There is a possibility breweries will be set up in Zimbabwe, Mozambique and Namibia, he adds.
Mahanyele stresses that NSB is the single biggest manufacturing group which involves blacks in day-to-day management at all levels.
Even when using outsiders an attempt is made to keep to the racial or empowerment theme on which the company was based. The annual report is printed by a black company with photographs entirely supplied by a black reporter.
Referring to recent empowerment moves, he says that however commendable it is to get blacks involved in insurance companies managed by whites NSB is the only company where blacks work at the coal-face of management.
“The time must come when blacks must begin to burn their fingers.”
This is the only way to grow, without being shielded from commercial realities, he says.
“We made mistakes.
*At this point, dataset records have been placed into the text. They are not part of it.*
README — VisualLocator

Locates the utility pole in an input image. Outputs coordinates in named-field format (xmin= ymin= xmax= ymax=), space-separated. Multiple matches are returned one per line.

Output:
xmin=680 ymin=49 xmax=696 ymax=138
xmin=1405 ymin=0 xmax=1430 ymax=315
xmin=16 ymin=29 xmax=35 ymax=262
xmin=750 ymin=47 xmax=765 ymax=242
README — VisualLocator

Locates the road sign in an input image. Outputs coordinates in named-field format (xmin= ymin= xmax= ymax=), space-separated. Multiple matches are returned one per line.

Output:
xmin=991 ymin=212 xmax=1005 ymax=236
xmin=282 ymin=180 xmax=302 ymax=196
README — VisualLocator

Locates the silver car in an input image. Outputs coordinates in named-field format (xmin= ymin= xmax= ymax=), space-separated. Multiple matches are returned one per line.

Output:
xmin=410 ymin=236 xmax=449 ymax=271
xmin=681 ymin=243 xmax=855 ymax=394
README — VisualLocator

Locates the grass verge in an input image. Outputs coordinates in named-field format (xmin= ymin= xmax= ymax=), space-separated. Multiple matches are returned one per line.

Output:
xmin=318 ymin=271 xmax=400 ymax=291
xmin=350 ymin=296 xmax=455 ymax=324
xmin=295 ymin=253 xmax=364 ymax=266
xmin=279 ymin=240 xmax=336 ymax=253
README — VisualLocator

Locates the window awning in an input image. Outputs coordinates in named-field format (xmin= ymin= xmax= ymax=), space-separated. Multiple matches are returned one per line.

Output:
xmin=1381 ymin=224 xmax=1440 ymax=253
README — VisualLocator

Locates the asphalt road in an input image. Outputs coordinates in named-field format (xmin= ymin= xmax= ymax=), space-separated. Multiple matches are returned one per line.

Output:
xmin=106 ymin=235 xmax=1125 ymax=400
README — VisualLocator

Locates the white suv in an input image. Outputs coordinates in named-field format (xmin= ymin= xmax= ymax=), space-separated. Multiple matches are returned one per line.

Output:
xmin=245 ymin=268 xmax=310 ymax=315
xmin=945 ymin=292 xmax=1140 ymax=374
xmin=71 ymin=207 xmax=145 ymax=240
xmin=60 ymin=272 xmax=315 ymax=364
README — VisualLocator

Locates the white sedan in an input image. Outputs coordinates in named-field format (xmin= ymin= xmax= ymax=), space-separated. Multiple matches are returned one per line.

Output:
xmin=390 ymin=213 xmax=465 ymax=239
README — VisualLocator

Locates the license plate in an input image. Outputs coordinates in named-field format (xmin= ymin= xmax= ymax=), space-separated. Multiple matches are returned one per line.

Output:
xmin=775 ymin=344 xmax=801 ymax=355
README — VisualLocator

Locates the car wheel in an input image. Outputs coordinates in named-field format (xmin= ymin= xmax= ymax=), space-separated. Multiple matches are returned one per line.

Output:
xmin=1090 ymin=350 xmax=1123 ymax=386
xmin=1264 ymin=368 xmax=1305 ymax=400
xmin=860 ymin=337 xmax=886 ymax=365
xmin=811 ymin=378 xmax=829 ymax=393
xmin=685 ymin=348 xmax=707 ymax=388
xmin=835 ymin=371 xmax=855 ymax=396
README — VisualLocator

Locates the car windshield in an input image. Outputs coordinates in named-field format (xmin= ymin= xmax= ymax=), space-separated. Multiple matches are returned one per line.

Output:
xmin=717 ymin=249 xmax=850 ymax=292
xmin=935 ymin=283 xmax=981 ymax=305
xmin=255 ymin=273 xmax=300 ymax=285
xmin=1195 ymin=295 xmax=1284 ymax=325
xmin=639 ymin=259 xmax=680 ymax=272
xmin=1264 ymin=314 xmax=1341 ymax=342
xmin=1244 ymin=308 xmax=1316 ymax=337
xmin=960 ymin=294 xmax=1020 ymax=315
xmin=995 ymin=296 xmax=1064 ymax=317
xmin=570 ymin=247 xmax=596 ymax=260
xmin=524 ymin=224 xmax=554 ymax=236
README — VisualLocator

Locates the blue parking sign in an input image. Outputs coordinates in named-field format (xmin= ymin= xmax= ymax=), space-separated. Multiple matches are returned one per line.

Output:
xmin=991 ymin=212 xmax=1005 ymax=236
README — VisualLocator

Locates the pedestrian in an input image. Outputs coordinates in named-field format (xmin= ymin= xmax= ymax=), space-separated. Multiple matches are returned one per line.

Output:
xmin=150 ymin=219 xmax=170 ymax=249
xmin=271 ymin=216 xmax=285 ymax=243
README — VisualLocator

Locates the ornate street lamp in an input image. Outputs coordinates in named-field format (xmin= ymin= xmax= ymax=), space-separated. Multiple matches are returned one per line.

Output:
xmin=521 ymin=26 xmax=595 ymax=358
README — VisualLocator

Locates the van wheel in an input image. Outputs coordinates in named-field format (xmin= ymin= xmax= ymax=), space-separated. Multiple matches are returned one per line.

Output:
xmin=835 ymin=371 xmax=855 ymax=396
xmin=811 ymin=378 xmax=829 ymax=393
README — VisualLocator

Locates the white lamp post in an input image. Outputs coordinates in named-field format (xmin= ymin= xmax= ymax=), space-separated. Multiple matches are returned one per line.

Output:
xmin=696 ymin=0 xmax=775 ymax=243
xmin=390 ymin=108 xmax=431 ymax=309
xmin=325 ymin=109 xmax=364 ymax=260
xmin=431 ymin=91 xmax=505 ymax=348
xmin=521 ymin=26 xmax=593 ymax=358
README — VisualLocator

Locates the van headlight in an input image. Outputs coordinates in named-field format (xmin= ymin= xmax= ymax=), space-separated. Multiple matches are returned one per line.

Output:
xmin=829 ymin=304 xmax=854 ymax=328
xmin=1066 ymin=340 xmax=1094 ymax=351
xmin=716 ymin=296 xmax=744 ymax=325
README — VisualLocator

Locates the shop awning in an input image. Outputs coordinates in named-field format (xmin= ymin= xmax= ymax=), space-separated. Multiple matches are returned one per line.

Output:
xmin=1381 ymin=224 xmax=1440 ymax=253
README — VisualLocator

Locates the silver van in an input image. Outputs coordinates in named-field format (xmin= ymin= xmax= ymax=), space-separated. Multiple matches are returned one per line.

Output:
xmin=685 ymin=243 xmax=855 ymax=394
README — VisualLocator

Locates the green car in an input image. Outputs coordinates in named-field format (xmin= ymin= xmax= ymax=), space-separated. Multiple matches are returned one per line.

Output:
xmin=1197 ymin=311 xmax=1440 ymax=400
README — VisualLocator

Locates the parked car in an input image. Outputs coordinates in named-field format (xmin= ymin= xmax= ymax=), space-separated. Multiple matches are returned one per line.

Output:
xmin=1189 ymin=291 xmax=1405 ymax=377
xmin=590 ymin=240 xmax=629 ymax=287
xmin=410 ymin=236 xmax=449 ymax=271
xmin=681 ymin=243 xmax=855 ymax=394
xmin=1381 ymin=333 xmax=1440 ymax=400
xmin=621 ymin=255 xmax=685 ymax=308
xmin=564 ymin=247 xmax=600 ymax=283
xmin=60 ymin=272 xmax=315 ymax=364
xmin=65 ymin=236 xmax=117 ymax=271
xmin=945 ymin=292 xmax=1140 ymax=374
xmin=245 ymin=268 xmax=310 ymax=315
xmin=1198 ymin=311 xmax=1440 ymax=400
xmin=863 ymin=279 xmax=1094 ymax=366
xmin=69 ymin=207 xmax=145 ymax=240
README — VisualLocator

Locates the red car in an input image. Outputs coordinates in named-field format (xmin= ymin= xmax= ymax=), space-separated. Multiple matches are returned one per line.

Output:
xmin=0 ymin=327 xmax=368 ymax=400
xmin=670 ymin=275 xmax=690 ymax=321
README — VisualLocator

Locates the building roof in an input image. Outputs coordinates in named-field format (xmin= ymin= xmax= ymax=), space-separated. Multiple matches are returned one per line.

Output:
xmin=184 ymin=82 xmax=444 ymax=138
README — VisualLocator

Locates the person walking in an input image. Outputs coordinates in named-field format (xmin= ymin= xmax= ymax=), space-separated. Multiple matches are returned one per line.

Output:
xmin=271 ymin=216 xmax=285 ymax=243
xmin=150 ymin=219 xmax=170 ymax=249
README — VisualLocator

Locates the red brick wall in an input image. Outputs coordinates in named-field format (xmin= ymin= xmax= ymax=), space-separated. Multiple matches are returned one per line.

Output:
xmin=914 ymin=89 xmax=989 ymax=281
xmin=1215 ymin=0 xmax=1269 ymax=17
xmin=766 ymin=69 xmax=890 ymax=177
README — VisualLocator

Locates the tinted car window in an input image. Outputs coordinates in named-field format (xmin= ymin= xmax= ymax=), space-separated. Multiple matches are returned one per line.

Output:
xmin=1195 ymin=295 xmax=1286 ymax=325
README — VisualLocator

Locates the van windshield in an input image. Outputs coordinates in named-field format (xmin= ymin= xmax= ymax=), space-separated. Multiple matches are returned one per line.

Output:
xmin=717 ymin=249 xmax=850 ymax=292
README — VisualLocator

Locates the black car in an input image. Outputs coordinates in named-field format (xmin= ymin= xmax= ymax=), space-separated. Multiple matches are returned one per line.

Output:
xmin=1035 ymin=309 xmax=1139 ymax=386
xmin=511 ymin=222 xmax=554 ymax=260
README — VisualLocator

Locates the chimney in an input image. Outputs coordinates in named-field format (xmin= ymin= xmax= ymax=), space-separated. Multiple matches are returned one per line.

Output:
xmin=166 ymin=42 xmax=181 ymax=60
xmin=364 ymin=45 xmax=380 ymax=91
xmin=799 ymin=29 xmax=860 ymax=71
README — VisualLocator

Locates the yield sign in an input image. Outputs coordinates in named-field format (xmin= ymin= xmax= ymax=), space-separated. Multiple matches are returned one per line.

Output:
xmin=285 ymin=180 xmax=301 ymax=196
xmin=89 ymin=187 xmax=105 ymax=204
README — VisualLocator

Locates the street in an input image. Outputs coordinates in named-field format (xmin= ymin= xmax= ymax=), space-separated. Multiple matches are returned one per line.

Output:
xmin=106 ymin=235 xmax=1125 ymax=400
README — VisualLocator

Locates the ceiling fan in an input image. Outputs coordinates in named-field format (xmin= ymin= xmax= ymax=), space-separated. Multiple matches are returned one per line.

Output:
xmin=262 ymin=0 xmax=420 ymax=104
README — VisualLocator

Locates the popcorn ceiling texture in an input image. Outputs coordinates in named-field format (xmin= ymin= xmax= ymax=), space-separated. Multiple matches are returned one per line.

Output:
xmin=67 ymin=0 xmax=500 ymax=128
How else would we have learnt.”
Among those mistakes were the improprieties which led to allegations of corruption aired for the first time in the black magazine Tribute.
Describing a lack of proper corporate governance, standards and accountability as “unforgivable”, Mahanyele admits he was wrong.
“I regret some of the silly mistakes like trying to remunerate some of our executives by giving them payment in kind. It may be a common practice, though not openly admitted. We were caught out on it.”
Mahanyele says NSB is not immune from the kind of affirmative action poaching of job-hopping black staff that characterises the corporate world now. NSB has resisted joining in, however, preferring to promote from within to replace those leaving.
“Since we started we have not hired one black to replace a black.”